Thursday, May 5, 2016

calculus - To Find $int_0^{pi} frac{sin(x)}{1+sin(x)}$ why the substitution of $sin(x)=t$ Gives wrong answer?



To find out this basic integral
$$\int_0^{\pi} \frac{\sin(x)}{1+\sin(x)} \,\mathrm{d}x$$
I though of two methods :



Method 1:




I started by multiplying and dividing by $1-\sin(x)$ and then manipulating it one easily gets -
$$\int_0^{\pi} {(\sec(x)\tan(x) - (\tan(x))^2})\,\mathrm{d}x$$
Which is quite easy to calculate and gives value of $\pi-2$
I do not have any problem with this method , even though it took me some time to solve it.



Method 2 :
This was first thing I had thought of :



To let $\sin(x)=t$ and then when I tried to change the limits of integral I found that this substitution makes both upper and lower limits as $t=0$ which would give The value of above integral = 0 , according to the property
$\int_a^a f(x)\,\mathrm{d}x = 0$.




But the previous method gives answer of $\pi-2$ then what is wrong with the method 2 . Is that substitution incorrect ? But how and why ?


Answer



The sine function is not an injective function over the interval $(0,\pi)$. If you want to apply the substitution $\sin(x)\mapsto z$, you have to break the integration range in halves: this because a valid substitution is given by a diffeomorphism, not just a differentiable map.

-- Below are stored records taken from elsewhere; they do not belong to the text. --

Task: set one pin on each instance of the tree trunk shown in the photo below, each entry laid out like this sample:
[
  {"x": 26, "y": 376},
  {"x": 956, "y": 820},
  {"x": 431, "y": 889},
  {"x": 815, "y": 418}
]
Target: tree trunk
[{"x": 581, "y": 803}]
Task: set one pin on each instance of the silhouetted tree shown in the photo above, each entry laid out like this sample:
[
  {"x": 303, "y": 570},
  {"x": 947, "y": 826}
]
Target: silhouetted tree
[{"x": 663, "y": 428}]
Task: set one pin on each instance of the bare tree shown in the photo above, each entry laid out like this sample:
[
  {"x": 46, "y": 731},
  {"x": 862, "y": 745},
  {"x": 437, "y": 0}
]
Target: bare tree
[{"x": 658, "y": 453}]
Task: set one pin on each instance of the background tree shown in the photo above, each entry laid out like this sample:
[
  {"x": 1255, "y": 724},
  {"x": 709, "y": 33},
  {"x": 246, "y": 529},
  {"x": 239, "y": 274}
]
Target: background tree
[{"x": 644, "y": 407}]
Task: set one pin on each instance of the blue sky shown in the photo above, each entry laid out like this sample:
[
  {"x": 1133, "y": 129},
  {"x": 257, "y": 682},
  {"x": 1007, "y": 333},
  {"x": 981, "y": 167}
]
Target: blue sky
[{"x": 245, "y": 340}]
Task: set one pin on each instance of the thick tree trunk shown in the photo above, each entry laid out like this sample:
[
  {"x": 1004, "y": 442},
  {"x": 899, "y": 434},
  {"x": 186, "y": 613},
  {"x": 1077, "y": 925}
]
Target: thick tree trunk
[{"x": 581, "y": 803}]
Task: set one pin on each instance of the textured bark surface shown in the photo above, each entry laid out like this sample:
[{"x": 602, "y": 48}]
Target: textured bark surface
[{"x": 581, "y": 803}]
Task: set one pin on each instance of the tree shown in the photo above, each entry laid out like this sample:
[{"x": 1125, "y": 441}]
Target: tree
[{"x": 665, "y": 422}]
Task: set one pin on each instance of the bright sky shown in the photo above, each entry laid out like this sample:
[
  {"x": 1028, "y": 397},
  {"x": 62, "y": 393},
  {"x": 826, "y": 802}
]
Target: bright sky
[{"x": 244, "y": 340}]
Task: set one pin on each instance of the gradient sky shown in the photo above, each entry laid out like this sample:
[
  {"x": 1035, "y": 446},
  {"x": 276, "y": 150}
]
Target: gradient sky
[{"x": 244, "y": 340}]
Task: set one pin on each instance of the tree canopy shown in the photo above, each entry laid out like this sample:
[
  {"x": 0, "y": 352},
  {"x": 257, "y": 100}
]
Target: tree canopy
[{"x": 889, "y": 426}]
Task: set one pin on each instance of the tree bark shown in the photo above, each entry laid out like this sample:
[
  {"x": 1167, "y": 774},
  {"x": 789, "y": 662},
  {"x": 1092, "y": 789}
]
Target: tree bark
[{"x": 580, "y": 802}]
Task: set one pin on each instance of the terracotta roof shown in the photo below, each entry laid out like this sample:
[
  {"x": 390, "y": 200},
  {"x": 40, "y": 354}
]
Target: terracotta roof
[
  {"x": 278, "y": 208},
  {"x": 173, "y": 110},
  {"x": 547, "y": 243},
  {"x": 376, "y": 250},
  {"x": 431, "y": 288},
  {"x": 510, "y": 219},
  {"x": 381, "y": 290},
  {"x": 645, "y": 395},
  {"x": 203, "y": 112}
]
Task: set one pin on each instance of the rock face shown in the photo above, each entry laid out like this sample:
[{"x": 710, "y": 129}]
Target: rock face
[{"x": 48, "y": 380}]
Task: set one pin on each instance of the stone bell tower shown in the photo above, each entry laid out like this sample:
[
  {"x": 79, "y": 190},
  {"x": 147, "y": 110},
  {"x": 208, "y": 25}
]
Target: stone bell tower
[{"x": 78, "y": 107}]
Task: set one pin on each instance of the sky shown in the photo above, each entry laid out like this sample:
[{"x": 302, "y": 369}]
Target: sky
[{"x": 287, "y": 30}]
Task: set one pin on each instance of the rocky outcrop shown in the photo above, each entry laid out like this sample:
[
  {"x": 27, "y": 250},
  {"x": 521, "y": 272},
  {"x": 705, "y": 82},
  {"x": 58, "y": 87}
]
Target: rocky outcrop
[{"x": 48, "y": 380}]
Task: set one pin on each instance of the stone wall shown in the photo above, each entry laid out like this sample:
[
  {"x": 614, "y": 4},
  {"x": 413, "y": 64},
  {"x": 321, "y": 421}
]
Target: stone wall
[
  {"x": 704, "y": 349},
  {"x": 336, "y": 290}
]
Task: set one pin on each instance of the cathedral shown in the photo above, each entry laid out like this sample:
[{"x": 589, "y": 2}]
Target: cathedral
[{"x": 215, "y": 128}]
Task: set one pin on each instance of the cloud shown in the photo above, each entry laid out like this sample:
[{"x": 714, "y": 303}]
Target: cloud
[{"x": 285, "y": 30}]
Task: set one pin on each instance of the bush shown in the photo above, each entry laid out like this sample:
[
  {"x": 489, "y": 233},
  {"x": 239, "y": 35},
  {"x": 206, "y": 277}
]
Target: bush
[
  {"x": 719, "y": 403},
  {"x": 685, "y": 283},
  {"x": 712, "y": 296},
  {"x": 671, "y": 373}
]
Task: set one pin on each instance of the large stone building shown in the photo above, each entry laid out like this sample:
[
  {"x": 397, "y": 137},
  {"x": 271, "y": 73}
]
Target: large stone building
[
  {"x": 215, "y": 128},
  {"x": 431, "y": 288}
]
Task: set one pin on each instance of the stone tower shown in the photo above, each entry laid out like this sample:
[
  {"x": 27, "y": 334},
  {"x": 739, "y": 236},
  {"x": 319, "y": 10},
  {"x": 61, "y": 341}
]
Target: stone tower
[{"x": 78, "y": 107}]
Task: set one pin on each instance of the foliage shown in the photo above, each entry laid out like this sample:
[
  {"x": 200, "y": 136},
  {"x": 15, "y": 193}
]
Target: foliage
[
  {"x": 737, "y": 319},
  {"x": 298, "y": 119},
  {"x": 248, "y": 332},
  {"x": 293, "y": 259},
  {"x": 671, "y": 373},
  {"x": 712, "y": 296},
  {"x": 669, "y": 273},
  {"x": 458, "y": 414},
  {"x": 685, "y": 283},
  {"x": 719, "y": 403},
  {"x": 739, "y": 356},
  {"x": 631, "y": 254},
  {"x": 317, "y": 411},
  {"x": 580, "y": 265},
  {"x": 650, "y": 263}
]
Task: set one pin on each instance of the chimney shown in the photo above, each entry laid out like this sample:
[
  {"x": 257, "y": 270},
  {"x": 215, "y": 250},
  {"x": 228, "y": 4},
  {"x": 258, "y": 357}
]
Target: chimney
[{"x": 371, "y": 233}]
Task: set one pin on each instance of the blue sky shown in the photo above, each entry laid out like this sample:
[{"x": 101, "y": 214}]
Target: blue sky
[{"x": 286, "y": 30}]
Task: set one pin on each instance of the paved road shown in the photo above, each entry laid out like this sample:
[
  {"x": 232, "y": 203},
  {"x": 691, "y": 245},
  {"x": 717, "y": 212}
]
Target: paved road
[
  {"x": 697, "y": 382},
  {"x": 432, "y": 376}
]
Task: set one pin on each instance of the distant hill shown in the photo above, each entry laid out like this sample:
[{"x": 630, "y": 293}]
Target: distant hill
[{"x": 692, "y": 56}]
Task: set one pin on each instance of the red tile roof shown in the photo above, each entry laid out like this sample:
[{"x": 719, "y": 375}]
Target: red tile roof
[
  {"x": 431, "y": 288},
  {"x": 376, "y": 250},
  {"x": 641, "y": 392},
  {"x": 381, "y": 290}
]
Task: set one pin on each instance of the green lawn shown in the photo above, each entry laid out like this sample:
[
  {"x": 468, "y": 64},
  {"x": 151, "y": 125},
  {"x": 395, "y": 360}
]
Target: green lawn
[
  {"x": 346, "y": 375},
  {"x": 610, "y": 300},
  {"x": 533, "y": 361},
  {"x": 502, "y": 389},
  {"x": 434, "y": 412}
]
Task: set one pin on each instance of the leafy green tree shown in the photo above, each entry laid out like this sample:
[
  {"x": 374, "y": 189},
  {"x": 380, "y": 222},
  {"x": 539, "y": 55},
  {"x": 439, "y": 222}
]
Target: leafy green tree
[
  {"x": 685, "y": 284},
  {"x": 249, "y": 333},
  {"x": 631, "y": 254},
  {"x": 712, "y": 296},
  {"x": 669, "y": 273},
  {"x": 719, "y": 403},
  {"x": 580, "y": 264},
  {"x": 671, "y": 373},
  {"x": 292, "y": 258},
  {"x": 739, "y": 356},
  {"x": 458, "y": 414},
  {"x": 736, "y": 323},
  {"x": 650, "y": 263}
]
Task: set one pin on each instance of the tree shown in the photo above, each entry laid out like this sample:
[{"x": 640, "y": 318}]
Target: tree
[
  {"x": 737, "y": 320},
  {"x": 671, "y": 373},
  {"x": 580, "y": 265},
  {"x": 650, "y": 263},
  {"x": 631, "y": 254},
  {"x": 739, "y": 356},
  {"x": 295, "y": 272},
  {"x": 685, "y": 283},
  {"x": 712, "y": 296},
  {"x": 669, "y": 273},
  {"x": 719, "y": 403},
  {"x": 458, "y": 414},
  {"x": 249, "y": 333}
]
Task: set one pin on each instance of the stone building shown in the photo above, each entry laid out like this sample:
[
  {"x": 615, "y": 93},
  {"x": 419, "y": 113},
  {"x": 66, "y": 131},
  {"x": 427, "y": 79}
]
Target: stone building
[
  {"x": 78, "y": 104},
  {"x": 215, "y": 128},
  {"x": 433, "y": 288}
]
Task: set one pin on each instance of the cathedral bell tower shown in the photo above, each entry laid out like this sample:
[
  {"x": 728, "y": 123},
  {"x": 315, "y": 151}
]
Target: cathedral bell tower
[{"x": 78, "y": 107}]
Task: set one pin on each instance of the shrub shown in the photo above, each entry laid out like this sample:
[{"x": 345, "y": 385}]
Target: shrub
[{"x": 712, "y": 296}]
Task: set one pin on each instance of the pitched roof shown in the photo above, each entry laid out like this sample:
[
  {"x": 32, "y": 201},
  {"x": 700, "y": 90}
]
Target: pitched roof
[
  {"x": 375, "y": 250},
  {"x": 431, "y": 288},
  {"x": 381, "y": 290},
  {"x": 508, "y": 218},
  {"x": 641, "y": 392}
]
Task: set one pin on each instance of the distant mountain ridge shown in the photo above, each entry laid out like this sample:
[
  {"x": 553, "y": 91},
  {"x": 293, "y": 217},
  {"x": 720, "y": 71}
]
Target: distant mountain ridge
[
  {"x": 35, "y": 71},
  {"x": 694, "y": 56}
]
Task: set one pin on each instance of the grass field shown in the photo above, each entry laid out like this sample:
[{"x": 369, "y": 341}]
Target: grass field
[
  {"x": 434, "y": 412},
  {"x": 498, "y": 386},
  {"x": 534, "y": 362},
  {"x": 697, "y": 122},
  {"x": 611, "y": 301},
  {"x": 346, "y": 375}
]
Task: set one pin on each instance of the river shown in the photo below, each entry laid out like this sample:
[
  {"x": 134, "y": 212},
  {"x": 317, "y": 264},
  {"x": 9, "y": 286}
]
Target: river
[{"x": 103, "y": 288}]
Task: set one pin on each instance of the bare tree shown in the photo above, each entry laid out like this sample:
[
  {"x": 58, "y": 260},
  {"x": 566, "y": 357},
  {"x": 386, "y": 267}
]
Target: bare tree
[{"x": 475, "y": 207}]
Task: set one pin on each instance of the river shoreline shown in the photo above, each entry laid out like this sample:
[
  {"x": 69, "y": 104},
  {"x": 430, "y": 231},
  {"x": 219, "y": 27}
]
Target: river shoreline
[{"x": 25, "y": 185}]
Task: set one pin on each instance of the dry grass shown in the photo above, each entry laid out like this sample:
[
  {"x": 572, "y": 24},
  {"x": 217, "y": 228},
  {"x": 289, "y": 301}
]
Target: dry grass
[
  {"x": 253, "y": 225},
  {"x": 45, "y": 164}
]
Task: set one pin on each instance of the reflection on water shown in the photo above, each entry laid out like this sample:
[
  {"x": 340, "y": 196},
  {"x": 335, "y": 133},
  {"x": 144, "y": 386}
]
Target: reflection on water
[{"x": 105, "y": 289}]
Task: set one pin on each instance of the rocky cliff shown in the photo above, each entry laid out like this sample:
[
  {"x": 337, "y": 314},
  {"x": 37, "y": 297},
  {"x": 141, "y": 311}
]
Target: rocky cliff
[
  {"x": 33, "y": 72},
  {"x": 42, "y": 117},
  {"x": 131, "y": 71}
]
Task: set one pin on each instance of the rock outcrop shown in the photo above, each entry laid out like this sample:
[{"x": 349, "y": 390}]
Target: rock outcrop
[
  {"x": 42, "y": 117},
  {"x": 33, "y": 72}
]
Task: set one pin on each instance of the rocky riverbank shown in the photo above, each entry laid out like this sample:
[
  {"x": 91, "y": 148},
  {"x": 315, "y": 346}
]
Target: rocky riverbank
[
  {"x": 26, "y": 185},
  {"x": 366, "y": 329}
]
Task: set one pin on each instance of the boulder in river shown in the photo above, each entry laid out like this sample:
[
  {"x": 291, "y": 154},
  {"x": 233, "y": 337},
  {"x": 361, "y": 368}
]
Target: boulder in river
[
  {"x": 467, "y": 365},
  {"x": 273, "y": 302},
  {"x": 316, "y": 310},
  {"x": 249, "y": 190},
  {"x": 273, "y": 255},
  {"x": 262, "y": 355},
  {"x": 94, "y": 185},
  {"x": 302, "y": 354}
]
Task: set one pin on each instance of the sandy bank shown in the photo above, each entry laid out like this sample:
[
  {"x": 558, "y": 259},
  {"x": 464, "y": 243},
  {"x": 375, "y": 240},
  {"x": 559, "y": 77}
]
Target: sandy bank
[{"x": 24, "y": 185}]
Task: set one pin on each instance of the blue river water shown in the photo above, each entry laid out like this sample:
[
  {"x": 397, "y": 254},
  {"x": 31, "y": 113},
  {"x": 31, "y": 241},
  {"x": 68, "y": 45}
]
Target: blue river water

In simple words, you are allowed to state that
$$\int_{a}^{b}f(x)\,dx = \int_{g^{-1}(a)}^{g^{-1}(b)} f(g(s))\,g'(s)\,ds$$
only if $g$ is an injective function over the involved integration range, and $\sin(x)$ is not injective over $(0,\pi)$. Otherwise you would get $\int_{0}^{\pi}\sin(x)\,dx=0$ and that is clearly wrong.



A possible way to go is: since the $\sin(x)$ function is symmetric with respect to the point $x=\pi/2$,

$$ \int_{0}^{\pi}\frac{\sin(x)\,dx}{1+\sin(x)}=2\int_{0}^{\pi/2}\frac{\sin(x)\,dx}{1+\sin(x)}=2\int_{0}^{1}\frac{t\,dt}{(1+t)\sqrt{1-t^2}}.$$



That is correct, even if not the most efficient way for computing such integral.
A more efficient way is to set $x=2\arctan\frac{t}{2}$ (aka Weierstrass substitution) to get
$$16\int_{0}^{+\infty}\frac{t\,dt}{(4+t^2)(2+t)^2}$$
that can be tackled through partial fraction decomposition.